The History of the London Bus

The red double-decker bus is one of the most iconic features of London and with good reason. Just like the London Underground, these buses are one of the faster and efficient ways to travel in the hustle and bustle of this booming metropolis.

The buses that are seen today in London aren’t the ones that were always around and there is quite a story to tell behind it and how it all started. Did you know that London buses are red because the General Omnibus Company in 1907 wanted to stand out from the other independent companies? Here is all you need to know about how London buses came into being and what type of services they provide in the present day.

The First London Buses

The first known “buses” of London were used in 1829 and were horse drawn; taking people from one destination to another just like a taxi service. They were started by George Shillibeer who used to take people from Paddington to the city on a horse drawn omnibus with the intention of starting a service similar to the buses of today.

In 1855 an organisation was formed, called the London General Omnibus Company, and it was their duty to manage all the horse drawn bus services in London at the time, preventing problems and making sure everything is working the right way.

The last horse drawn omnibus was seen in 1914 and then 1919 saw the rise of steam buses which were more of the modern option at the time due to the advancements in technology. This was soon out of practice due to the new motor buses which were even more efficient.

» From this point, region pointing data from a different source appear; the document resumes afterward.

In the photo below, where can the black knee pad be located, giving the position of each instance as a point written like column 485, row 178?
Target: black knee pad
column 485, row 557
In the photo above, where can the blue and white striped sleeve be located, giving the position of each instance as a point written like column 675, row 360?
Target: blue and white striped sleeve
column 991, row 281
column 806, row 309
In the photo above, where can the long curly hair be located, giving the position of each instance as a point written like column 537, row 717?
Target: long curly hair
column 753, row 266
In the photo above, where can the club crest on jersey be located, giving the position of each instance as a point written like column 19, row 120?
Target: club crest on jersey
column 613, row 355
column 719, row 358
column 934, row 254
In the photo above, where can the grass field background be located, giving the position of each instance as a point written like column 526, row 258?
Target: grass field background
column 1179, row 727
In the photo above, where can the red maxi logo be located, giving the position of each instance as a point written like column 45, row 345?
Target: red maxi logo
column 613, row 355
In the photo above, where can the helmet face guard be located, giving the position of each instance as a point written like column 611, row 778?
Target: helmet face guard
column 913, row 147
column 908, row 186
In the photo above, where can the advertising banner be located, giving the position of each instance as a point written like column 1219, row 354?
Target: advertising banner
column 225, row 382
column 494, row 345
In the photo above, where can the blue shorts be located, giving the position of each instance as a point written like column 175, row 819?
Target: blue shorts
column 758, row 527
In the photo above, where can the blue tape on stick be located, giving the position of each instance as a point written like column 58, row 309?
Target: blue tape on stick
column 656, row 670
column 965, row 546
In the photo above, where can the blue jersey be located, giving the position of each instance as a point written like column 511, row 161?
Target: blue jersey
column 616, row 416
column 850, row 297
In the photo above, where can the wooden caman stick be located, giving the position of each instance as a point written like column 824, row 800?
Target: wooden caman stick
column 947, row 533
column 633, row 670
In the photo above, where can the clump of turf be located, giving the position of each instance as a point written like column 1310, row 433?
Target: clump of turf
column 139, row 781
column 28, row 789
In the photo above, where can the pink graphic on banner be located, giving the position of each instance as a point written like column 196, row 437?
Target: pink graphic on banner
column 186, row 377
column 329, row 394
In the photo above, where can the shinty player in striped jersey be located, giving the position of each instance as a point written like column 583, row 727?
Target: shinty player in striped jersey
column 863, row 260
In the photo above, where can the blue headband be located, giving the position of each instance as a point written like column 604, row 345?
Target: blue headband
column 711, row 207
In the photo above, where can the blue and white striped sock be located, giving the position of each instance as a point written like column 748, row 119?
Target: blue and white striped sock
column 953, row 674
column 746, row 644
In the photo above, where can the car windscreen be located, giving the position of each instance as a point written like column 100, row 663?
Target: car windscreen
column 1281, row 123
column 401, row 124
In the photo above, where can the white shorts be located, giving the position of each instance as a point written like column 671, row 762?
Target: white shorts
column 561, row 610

The London General Omnibus Company became part of the London Passenger Transport Board and their division became known simple as London Transport.

It wasn't until in 1906 that numbers were first used on buses to differentiate them and the routes that they would normally take. Independent bus companies would use a number and letter for their buses which but in 1924, the Metropolitan Police were given the authority to choose numbers for each bus depending on the bus but this led to much confusion and problems for these companies.

In 1933, the London Transport Passenger Act saw to it that this authority was taken from the Metropolitan Police due to the confusion it caused, and handed back to the owners of the bus companies that in turn made sure everything was back in order.

In the year 2000, the ownership of London buses was changed from the London Regional Transport which was controlled by the government to Transport for London, or TFL, which is the Mayor of London’s own transport organisation and continues to be run by them today.

Different Kinds of Buses

London is so vast that there isn’t simply one kind of bus service operating around the city. Here are the different kinds of bus services that can be taken advantage of in London, as the transport here comes in a wide range of services to suit everybody's needs.

Local buses are the most common type of bus and are based everywhere in London not just in the city. These buses follow designated routes and take people to local places on a daily basis making it a suitable option for daily commuting. Adults must pay a full fair using an Oyster card but children and teenagers up to the age of eighteen are given a Zip card enabling to have free bus travel and discounted London Underground travel. The buses come in a variety of models and types, some being double-decker whereas some are single.

Night buses first started running in 1913 and are useful for those who might have finished somewhere late and are unable to get a regular bus home because they aren’t running in those hours. The night bus is a transport service that runs when other regular buses do not.

One of the more common sights in London are tour buses. Tour buses are specially designed for taking tourists around for sight-seeing in the more famous parts on Central London and the city's iconic landmarks. They usually have an open top deck and facilities for tourists making it comfortable for people who aren’t really travelling but are just here for touring.

Long distance coaches, normally ran by the National express, connect buses from London to other parts of the United Kingdom and work as an alternative to trains. Megabus, ran by Stagecoach, are the biggest competitors of the national express who offer cheaper services aimed at students for when they want to travel from London to another part of the country.

Airport buses, which are also run by the National express, take people to and from airports in London. These buses provide a quick service for people who need to reach an airport as soon as possible and it saves them time rather than having to take various local buses and ending up missing a flight.

London also has a small number of electric buses, making this is a more environmentally friendly option, but this kind of technology is still being tested to see if it can actually replace the buses that are in use today.

Buses Outside of Transport

London buses have become so iconic that they have become a large part of the London souvenir industry. There are bus key chains, magnets and many other wonderful souvenirs that are designed to replicate the famous red buses that are commonly seen zooming around the city. So if you want to treat someone special to some super cool London souvenirs, the Double Decker bus design always makes a wonderful gift idea.

There is even a restaurant called the JustFab Food Bus in London which operates from a converted Double Decker bus, giving a stylish and humorous feel to the place, thus making it a great day out for people who appreciate a tasty work of art or two. They serve burgers and other delicious options that are definitely worth looking into if you are visiting London or simply want somewhere good to eat that’s different from regular restaurants.

Buses are also used a way to advertise upcoming movies amongst other things, they are normally painted or fitted with banners in order to fulfil their purpose and thousands of people get to see them on a daily basis.